The sector hit hardest by U.S. tariff threats just gave Canada its best growth print in years.
Real GDP rose 0.2% in February. The country is on track for about 1.7% annual growth in the first quarter. The data came from Statistics Canada on April 30.
That's a sharp bounce after a soft end to 2025. It also lands while the Bank of Canada is weighing its next rate move.
Factories Led The Gain
Goods-making firms grew 0.4% in February.
Factories did most of the heavy lifting. The factory sector rose 1.8% in the month. That was the biggest monthly gain in factories since January 2023.
The bounce was wide.
Machinery makers added 8.7%. Transport gear rose 5.5%. Cars and parts climbed 9.8%.

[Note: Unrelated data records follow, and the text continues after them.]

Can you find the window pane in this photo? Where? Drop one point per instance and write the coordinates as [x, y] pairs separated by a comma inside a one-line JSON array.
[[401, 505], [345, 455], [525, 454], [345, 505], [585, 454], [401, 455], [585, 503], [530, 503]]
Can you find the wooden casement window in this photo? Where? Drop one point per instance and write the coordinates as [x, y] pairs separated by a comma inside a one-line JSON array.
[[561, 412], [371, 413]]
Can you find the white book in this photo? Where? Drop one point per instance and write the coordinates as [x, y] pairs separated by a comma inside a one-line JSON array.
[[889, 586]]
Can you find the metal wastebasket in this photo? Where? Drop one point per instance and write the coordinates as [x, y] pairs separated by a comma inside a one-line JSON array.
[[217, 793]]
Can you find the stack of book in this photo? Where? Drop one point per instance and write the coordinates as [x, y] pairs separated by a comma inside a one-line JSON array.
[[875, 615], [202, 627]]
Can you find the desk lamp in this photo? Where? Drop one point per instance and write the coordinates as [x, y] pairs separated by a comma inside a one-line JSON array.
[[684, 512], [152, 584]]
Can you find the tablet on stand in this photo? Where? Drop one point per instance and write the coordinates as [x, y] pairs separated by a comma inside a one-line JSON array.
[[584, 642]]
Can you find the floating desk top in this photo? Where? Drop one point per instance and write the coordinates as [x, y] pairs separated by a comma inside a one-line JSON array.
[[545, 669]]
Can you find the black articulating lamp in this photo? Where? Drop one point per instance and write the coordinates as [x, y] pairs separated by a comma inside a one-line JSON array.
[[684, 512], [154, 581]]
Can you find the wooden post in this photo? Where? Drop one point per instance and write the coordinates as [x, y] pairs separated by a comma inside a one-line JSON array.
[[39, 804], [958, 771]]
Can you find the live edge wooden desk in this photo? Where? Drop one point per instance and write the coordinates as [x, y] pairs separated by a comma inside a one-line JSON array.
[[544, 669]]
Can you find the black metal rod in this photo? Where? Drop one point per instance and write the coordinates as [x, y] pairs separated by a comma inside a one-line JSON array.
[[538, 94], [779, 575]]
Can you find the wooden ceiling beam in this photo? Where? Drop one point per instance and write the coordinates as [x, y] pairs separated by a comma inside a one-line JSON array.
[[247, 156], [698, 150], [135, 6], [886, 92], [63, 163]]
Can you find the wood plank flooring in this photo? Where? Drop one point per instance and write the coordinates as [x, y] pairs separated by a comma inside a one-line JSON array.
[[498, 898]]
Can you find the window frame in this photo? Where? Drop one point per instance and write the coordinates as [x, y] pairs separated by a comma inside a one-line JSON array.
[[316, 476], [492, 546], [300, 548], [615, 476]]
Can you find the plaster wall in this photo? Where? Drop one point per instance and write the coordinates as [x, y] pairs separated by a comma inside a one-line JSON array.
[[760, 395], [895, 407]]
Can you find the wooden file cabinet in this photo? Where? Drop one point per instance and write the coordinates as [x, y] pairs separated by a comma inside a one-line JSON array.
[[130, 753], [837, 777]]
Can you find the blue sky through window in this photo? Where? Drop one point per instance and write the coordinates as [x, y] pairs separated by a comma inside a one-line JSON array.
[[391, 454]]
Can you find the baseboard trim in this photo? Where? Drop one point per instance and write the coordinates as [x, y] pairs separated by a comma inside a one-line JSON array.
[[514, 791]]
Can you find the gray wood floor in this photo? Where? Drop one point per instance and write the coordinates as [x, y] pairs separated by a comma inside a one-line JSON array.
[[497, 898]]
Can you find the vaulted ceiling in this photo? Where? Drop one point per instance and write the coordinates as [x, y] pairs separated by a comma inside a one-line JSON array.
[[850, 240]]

Inside that car number, the gain was even sharper. Vehicle assembly itself jumped 20.4%. Parts rose 4.2%.
Several Ontario car plants drove the rebound. They had been shut for retooling in January. They ramped back up in February.
That came as U.S. car output rose at the same time, which lifted exports of cars and parts.
This matters because factories have been the most exposed sector to U.S. tariff stress. The sector had been sliding for months. February flipped that.
What Else Moved The Print
Wholesale trade rose 0.9% as auto supply bottlenecks eased. The gain almost fully offset January's drop.
Car parts wholesalers were up 6.1%. Food and drink wholesalers were up 2.7%. Drug wholesalers were up too.
Wholesale trade tracks goods on the move. So a strong wholesale month often points to a strong factory month, which is exactly what landed.
Truck transport rose 2.3%. That was its biggest gain since March 2021. It tracked the same auto rebound.
Rail freight added 1.6%, helped by higher potash and canola loads.
Oil and gas output added 0.4%. Oil sands work slipped 1.7% on plant maintenance in Alberta. Crude pumped in Saskatchewan and Newfoundland made up the gap.
Two things weighed on the print.
The public sector fell 0.3%. Schools and city offices both shrank.
Arts and sports fell 2.5%. The NHL paused for two weeks for the Milano-Cortina 2026 Winter Olympics. Spectator sports activity dropped with it.
What To Watch
Statistics Canada flagged a flat read for March in its early estimate.
Wholesale and transport gains were canceled out by drops in retail and mining. The full Q1 print lands May 29.
The data suggest the economy expanded 0.4% in Q1. That works out to about 1.7% on an annual basis.
The Bank of Canada has been cautious. Tariff stress has clouded the outlook. A clean rebound print could give the bank room to hold rates steady at its next meeting.
A weaker print could push the bank back toward cuts.
Investors are also watching the auto sector closely. Ontario plants are tied to U.S. demand. If U.S. car output slows, the rebound fades fast.
If 1.7% holds, it's a clean bounce number for the Bank of Canada to chew on. A weak handoff into Q2 would change that story fast.